La frontière comme rêve et utopie…

Si la construction de la frontière est de créer des limites et des délimitations sécurisantes et protectrices, leur nature est bien de permettre l’ouverture. Une frontière fermée et qui ne s’ouvre pas cesse d’être une frontière.

« Au commencement de toute civilisation est la frontière1. » écrit Olivier Weber. Ce propos veut-il signifier que les civilisations sont de puissantes machines de délimitation, de confinement et d’enfermement ? Si tel est le cas, le temps ne serait-il pas venu de construire autre chose ? Cette tension entre l’institué et l’instituant pourrait signifier la confrontation entre l’ici et l’ailleurs ? On pourrait dire que depuis les temps immémoriaux le clos et l’ouvert s’affrontent à la lisière de la société close et de la société qui s’ouvre comme l’évoquait Bergson2.

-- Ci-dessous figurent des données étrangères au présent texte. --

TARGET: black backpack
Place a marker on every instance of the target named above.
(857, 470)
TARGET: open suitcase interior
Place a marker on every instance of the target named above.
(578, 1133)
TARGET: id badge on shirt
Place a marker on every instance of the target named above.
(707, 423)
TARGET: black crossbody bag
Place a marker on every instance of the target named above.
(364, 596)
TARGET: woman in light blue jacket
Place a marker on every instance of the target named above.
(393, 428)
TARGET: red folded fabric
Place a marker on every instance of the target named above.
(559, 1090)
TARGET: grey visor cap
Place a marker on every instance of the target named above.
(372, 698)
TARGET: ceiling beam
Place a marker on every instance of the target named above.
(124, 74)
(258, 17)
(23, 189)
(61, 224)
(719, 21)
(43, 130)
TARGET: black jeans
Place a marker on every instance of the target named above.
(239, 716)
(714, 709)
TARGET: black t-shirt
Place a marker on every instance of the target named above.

La logique des frontières se complique avec l’identification symbolique du territoire avec la culture, voire avec la civilisation. Ce qui fait dire à Régis Debray : « Chaque culture a son style de clôture, deux mots qui riment parce qu’ils sont synonymes3. » Culture et clôture structurent la frontière dans la mesure où se constitue et se configure une logique de la contenance, du contrôle et de l’entre-soi.

Hamdou Rabby SY

Hamdou Rabby Sy est militant des Ceméa et philosophe. II s'intéresse aux questions de l'altérité, de l'engagement à l'autre, à l'éthique de l'accueil inconditionnel, à l'hospitalité et à la traversée des frontières.

 

1 Olivier Weber, Frontières, Paris, Editions Paulsen, 2016, p. 12.

2 Henri Bergson, Les Deux sources de la morale et de la religion, Paris, PUF, 1932.

3 Eloge des Frontières, op.cit., p. 35.